Page 149 - 2020-2021 cursus VPK hemodynamische definitief
P. 149
9.6.6. Postoperatieve zorgen
9.6.6.1. Postoperatieve controle
• Eventueel wordt er gedurende 24 uur telemetrie voorzien:
o Bij ventriculaire PM: spike gevolgd door verbreed QRS. P-toppen zijn niet gesynchroniseerd
met het ventriculair ritme.

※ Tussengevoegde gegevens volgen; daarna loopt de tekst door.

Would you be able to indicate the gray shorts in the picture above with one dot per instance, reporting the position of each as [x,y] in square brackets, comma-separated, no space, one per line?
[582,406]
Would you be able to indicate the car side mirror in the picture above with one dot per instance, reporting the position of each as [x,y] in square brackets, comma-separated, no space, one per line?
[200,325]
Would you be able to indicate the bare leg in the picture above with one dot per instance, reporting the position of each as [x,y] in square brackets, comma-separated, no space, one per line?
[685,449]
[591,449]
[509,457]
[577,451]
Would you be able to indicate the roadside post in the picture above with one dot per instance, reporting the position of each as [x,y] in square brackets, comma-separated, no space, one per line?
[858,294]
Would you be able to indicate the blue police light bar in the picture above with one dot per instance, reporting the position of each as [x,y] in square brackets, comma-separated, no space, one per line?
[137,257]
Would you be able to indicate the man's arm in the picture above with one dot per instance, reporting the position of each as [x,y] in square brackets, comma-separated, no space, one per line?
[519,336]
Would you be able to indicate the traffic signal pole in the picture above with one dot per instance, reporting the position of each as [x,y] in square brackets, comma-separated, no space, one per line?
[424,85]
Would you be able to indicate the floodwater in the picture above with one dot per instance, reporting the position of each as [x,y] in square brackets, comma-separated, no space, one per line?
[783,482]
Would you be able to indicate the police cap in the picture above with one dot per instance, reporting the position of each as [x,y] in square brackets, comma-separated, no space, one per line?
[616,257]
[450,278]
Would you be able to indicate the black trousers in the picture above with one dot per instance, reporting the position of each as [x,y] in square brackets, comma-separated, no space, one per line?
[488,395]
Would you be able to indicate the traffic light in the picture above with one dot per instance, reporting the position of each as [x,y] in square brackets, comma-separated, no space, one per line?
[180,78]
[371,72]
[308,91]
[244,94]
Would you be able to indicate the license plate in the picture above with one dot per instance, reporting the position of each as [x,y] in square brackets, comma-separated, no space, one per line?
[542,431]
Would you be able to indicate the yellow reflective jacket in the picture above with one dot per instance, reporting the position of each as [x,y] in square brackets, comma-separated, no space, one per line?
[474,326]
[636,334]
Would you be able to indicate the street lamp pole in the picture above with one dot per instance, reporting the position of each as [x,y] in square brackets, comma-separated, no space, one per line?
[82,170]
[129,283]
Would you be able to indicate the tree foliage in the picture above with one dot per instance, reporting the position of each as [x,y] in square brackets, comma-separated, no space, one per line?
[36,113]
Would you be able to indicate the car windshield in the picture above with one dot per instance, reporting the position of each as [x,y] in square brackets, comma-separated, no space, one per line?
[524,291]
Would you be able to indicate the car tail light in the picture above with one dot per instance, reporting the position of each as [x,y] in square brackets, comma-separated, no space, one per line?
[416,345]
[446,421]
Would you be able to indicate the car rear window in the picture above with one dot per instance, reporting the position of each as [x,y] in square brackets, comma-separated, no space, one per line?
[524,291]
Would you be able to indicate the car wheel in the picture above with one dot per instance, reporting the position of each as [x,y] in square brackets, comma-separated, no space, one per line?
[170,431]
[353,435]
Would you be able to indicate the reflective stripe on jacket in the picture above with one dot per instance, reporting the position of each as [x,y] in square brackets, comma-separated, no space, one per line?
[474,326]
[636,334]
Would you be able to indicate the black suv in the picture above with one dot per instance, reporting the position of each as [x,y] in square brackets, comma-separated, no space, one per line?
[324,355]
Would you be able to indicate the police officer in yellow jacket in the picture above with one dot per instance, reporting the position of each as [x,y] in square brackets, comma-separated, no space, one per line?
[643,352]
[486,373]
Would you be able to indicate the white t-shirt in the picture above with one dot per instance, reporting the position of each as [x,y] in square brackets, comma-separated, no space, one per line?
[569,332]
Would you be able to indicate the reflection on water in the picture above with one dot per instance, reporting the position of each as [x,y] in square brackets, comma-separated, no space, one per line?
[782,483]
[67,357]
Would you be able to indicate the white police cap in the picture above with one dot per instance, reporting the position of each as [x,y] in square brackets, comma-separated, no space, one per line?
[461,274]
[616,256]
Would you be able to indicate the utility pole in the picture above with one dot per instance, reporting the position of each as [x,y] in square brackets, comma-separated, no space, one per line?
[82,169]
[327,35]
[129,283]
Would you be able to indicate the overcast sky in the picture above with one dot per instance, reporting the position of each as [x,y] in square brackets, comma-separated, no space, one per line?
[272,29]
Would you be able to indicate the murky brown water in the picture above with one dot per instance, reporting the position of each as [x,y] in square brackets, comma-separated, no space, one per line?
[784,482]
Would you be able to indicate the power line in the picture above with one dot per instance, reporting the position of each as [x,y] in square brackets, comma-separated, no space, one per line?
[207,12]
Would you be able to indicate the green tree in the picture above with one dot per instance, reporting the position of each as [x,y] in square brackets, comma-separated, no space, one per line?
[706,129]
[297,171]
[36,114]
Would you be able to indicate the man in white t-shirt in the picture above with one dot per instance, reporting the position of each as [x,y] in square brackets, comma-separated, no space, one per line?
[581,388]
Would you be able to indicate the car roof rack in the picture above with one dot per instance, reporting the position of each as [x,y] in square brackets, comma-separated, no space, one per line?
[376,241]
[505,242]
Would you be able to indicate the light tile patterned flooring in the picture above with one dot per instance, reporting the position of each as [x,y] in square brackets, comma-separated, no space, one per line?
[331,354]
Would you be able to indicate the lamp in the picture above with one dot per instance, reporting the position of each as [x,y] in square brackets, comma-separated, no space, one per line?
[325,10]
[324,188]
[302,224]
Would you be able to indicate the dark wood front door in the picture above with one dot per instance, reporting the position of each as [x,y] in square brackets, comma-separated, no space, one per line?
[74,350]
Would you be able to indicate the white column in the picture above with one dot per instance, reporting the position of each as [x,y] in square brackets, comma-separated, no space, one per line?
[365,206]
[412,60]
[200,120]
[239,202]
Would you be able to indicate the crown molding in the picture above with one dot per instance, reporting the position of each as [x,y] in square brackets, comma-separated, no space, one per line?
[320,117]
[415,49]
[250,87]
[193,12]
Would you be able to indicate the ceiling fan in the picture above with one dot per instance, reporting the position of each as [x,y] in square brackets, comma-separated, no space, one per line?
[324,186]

Zie Figuur 141.
o Bij DDD: zie Figuur 147.
• De vitale parameters:
o Polsfrequentie eventueel aangevuld met hartritme;
o Bloeddruk;
o Bewustzijn;
o Urinedebiet;
o Centrale temperatuur;
o Ademhalingsfrequentie;
o Transcutane zuurstofsaturatie.
worden systematisch om het uur gecontroleerd tot stabilisatie samen met het verband om daarna
progressief af te bouwen naar 1 maal per shift.
• Dagelijks moet er een 12 afleiding ecg genomen worden.
• Pijnmedicatie wordt gegeven indien nodig, paracetamol 1 gram om de 6 uur.
®
• Antibiotica profylaxis wordt ook opgenomen in het medicamenteuze beleid: 2 gram Kefzol IV om
8u en 16u na de ingreep. In het geval van IgE gemedieerde penicilline allergie wordt éénmalig 1
gram Vancomycine IV 12u na de ingreep. Het perifeer infuus kan nadien verwijderd worden.
®
9.6.6.2. Nazorg
• De dag van de implantatie is er bedrust voorzien. De zorgvrager mag onder begeleiding wel uit bed
komen voor zijn/haar toiletbezoek.
• Op het verband wordt een ijszak geplaatst gedurende 4 uren.
• De patiënt mag eten en drinken.
• De eerste dag postoperatief wordt een bedbad voorzien om zo te voorkomen dat zijn arm overbelast
wordt. Uiteraard is hier inspraak van de zorgvrager essentieel.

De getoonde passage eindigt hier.